第10章 赤いチューリップ

………正直に言おう。
ボクは今、機嫌が悪い。
なぜかって?それははっきりしている。
「く、九条さん……こんばんは」
理由は彼女がボクの目の前にいるからだ。
やっぱり楽にはめられた。
「………こんばんは。東雲さん」
「ほ、本日は、誘っていただきましてありがとうございます」
「誘った?それ、どういうこと」
「えと、八乙女さんからラビチャで『天がお前と会いたがっているからここに来てくれ』って、連絡が来まして……」
「はぁ……」
ボクは思わずため息をついた。
楽も龍も演技が上手くなったことだ。
「ご、ご迷惑でしたか………?」
彼女の眉がどんどん下がっていく。
「いや、違う。そうじゃないから」
「そうですか……よかったぁ」
ニコリ、という微笑みを見ただけで身体がほんのり熱くなる。
………もうこうなったら楽の用意してくれた舞台を使わせてもらおう。
ボクは一歩ずつ彼女に近づいていった。
「ねぇ、君の好きな人ってボクの知っている人?」
「えっ……!」
じりじりと近づくたびに彼女も一歩ずつ下がっていく。
「答えなよ。答えるまで帰さない」
BARのカウンターまで追い詰めると、彼女を逃さないようにカウンターに手をついた。
顔が真っ赤だ、可愛い。
「ど、どうしてそんなに私の好きな人を知りたいんですか?」
「そんなの決まってるでしょ……」
カウンターについていた両手を離し、彼女の腰をそっと搔き抱いた。
小さな悲鳴が聞こえたがそんなの気にしている暇はなかった。
「ボクは………君が好きなんだ………」
「えっ……そ、れは……」
「恋愛対象として君が好きってこと。

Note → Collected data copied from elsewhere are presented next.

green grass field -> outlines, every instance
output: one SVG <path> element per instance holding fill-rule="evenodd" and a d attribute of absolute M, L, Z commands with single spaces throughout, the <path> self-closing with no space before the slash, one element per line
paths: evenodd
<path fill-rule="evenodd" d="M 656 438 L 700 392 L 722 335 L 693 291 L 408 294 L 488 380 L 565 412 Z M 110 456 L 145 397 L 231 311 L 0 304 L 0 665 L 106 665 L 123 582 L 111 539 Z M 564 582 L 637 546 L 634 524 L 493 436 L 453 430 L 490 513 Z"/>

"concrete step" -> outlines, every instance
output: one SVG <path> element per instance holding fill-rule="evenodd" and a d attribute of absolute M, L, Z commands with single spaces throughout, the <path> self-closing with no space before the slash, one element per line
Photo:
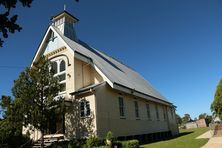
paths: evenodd
<path fill-rule="evenodd" d="M 50 136 L 50 135 L 44 136 L 44 147 L 50 146 L 53 142 L 64 141 L 64 140 L 65 140 L 65 137 L 62 134 L 53 135 L 53 136 Z M 33 148 L 41 148 L 41 142 L 42 142 L 41 139 L 36 141 L 33 145 Z"/>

だから、君の好きな人が知りたかったの……」
拒絶されるかもしれない、それでも抱きしめる腕を緩めなかった。
「わ、私の好きな人は……優しくて繊細で、今も私を抱きしめながら震えてる人です」
「え………」
少し身体を離して彼女の顔を覗くと、ボクを愛しそうに見つめていた。
「私の好きな人は、九条天さん。あなたです」
「うそ………」
上手く状況が理解できない。
「こんな時に嘘なんて吐きません。ありがとうございます、私を好きだと言ってくれて………私も好きです」
「好き」という言葉を聞いた瞬間涙が止まらなくなった。
そして、例の苦しみがボクを襲った。
「う、うぅ…」
「九条さん!?」
しゃがみこんで吐くと、ボクの手には白銀の百合があった。